Unit 802B-803, 8/F, Tower 2, South Seas Centre, 75 Mody Road, TST, Kowloon, HK

(Address of Principal Executive Offices)
(zip code)

8529625 0097
(Registrar’s telephone number, including area code)


(Former name, former address and former fiscal year, if changed since last report)

Check the appropriate box below if the Form 8-K filing is intended to simultaneously satisfy the filing obligation of the registrant under any of the following provisions (see General Instructions A.2. below):

¨Written communications pursuant to Rule 425 under the Securities Act (17 CFR 230.425)

¨Soliciting material pursuant to Rule 14a-12 under the Exchange Act (17 CFR 240.14a-12)

¨Pre-commencement communications pursuant to Rule 14d-2(b) under the Exchange Act (17 CFR 240.14d-2(b))

¨Pre-commencement communications pursuant to Rule 13e-4(c) under the Exchange Act (17 CFR 240.13e-4(c))

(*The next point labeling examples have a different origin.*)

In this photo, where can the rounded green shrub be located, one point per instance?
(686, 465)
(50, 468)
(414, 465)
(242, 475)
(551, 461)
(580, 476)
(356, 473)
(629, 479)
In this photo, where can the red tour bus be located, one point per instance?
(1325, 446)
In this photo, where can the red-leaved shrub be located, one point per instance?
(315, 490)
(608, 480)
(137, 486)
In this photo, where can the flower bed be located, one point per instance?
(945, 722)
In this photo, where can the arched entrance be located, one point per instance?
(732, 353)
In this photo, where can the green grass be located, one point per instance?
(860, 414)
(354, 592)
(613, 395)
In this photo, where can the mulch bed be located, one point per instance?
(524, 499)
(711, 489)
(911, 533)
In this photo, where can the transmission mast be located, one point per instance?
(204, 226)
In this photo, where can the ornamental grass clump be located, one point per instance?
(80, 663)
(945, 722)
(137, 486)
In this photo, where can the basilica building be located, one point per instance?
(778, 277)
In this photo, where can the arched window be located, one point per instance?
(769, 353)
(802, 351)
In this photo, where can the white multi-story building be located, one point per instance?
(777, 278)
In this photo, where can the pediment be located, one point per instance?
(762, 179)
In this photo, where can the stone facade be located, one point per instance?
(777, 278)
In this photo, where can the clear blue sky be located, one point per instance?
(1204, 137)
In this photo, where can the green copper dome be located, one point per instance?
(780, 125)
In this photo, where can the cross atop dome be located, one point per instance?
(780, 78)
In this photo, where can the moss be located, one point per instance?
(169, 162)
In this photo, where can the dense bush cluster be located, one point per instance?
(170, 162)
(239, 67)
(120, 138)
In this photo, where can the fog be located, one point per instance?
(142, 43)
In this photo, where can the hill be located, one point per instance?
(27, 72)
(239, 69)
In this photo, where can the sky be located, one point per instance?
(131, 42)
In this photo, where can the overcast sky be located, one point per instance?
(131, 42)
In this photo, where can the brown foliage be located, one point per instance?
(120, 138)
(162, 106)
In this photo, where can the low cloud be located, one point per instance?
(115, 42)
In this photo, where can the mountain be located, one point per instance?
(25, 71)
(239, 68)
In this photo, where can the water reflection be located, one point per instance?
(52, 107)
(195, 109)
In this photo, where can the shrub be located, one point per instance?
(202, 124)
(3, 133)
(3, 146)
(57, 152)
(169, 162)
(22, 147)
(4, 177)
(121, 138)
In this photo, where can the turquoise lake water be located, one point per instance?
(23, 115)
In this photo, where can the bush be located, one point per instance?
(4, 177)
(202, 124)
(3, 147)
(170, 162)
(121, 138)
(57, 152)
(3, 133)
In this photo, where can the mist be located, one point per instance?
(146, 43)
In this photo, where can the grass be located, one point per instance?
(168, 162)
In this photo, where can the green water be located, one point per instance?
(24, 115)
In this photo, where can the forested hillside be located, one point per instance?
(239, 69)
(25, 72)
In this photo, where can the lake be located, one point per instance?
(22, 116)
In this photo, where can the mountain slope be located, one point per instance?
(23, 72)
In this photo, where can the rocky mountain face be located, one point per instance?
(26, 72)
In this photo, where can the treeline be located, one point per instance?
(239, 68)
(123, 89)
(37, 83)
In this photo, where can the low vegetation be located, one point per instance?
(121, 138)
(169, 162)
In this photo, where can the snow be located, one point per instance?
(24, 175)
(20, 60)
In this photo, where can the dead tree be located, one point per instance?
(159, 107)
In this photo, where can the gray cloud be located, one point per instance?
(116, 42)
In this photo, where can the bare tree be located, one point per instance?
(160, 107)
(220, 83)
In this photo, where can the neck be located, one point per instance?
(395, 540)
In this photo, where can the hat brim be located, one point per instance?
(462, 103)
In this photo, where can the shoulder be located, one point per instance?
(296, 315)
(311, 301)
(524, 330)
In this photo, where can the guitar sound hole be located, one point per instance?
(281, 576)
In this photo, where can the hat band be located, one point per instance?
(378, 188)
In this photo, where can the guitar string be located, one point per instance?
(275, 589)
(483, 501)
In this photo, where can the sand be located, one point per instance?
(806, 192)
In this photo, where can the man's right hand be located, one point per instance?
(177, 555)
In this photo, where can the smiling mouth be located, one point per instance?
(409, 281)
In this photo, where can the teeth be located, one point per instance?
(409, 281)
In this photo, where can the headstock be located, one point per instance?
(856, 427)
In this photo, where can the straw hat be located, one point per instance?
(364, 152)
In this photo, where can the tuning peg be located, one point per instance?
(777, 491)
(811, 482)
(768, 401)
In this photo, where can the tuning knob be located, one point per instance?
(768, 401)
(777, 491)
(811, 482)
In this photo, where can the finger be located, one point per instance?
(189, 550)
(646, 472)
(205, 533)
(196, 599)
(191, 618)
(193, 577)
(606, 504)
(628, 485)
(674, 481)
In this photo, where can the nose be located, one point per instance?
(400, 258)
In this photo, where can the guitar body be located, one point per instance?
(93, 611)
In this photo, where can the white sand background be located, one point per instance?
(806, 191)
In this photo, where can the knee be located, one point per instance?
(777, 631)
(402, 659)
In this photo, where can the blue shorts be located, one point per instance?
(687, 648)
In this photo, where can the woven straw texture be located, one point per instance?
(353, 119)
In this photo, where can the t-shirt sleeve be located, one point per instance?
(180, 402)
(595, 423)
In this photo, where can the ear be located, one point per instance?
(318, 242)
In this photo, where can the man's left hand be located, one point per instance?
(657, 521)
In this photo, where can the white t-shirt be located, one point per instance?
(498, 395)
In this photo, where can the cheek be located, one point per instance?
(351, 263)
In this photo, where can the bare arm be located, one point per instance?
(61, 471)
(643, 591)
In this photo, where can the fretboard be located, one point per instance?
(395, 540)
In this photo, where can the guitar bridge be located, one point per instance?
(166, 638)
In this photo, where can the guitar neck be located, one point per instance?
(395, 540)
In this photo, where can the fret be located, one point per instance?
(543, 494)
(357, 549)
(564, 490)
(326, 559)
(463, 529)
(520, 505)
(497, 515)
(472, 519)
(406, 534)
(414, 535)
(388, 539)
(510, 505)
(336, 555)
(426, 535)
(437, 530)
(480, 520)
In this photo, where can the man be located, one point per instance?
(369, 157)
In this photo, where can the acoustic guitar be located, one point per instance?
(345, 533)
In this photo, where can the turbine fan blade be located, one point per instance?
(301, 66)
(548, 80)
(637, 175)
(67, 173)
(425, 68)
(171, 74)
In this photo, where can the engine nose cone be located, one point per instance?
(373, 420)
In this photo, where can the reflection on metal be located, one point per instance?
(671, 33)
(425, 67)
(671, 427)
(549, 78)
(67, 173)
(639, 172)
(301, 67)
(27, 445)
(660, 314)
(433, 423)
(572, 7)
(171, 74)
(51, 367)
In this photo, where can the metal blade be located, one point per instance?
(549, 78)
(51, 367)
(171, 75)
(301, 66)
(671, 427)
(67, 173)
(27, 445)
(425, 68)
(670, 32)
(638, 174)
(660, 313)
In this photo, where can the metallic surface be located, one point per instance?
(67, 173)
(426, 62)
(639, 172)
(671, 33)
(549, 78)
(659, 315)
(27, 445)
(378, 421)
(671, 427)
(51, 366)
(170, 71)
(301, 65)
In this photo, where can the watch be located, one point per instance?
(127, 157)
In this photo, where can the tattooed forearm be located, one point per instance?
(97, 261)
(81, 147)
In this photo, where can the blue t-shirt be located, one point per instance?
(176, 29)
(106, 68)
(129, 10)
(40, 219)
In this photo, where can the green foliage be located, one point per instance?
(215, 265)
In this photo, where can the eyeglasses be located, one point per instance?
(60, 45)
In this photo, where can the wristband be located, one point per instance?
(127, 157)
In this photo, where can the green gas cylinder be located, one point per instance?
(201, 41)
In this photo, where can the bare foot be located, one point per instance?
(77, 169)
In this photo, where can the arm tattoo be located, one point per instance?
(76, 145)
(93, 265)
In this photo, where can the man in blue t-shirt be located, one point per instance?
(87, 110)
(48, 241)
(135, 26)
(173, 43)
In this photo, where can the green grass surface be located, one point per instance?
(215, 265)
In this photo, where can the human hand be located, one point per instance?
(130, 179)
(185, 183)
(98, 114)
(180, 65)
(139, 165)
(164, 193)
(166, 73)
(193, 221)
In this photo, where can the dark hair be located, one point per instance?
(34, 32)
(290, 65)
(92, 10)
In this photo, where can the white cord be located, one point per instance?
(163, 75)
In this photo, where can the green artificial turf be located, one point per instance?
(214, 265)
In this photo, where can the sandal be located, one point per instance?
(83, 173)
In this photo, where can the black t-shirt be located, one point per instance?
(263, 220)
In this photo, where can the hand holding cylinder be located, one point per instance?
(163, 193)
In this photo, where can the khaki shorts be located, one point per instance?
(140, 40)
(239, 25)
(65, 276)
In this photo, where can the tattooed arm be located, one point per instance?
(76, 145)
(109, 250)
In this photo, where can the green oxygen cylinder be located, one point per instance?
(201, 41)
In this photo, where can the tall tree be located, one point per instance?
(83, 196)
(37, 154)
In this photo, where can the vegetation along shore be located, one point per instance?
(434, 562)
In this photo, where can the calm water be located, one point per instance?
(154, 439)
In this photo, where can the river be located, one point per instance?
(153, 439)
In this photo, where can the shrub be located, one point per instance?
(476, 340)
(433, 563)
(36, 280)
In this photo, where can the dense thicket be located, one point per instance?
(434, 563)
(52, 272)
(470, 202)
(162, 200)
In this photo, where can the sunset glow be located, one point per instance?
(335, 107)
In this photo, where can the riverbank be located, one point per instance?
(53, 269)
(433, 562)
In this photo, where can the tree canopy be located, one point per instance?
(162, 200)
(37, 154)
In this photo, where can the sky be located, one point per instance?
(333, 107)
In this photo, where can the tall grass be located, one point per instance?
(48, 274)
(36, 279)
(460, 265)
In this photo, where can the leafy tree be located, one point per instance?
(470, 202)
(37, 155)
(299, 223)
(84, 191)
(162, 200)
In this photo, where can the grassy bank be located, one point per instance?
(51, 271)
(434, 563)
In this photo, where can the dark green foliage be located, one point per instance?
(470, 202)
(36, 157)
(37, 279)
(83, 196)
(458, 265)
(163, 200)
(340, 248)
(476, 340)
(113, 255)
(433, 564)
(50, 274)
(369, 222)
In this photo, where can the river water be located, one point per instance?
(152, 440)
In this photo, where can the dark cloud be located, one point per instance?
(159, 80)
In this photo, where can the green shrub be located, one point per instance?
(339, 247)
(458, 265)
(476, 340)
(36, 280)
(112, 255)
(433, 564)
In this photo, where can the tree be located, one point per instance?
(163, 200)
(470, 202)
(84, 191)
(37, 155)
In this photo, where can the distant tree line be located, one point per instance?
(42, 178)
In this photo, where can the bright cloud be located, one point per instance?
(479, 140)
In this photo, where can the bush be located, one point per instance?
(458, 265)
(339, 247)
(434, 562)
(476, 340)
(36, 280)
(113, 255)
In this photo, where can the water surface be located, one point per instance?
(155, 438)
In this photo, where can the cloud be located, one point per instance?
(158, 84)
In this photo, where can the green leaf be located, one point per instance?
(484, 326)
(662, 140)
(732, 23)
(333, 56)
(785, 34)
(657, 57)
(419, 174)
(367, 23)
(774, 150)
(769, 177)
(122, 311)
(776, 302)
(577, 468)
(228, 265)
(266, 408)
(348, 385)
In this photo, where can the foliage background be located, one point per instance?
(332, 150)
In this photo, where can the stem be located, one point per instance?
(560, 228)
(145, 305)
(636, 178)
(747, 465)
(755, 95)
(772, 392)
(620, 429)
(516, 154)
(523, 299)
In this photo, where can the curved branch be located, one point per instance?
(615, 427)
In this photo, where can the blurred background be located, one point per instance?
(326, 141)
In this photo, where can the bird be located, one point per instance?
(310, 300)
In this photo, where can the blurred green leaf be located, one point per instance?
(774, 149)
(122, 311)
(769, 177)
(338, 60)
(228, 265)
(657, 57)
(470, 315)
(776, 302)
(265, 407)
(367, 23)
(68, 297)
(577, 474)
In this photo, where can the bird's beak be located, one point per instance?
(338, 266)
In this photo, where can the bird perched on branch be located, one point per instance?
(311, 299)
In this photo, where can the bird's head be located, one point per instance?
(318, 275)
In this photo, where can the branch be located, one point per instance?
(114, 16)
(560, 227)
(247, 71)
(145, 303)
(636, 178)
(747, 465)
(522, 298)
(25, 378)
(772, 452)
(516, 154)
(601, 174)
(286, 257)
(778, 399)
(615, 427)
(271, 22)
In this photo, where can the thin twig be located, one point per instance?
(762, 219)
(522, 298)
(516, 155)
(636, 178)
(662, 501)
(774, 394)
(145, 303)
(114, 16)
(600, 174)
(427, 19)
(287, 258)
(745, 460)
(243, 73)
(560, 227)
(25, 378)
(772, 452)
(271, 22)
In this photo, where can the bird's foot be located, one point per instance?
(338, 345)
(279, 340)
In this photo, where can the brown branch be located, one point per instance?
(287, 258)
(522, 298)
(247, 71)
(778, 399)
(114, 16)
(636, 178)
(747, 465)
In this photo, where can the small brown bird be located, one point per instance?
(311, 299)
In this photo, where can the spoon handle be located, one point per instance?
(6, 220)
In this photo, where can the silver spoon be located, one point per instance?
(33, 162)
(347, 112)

Securities registered pursuant to Section 12(b) of the Act:

Title of each class Trading Symbol(s) Name of each exchange on which registered
Common Stock, $0.001 per value NWCN OTC-market

Indicate by check mark whether the registrant is an emerging growth company as defined in Rule 405 of the Securities Act of 1933 (§230.405 of this chapter) or Rule 12b-2 of the Securities Exchange Act of 1934 (§240.12b-2 of this chapter).

emerging growth company ¨

If an emerging growth company, indicate by check mark if the registrant has elected not to use the extended transition period for complying with any new or revised financial accounting standards provided pursuant to Section 13(a) of the Exchange Act. ¨

Item 4.01 Changes in Registrant’s Certifying Accountant

Resignation of Previous Independent Registered Public Accounting Firm

On September 20, 2022, Centurion ZD CPA & Co. (“Centurion”) resigned as independent auditor of Network CN Inc. (“the Company”), effective immediatelywhich had been engaged on February 21, 2022. Because of the resignation, Centurion had not issue audit report on the financial statements of the Company with regard to fiscal year 2021.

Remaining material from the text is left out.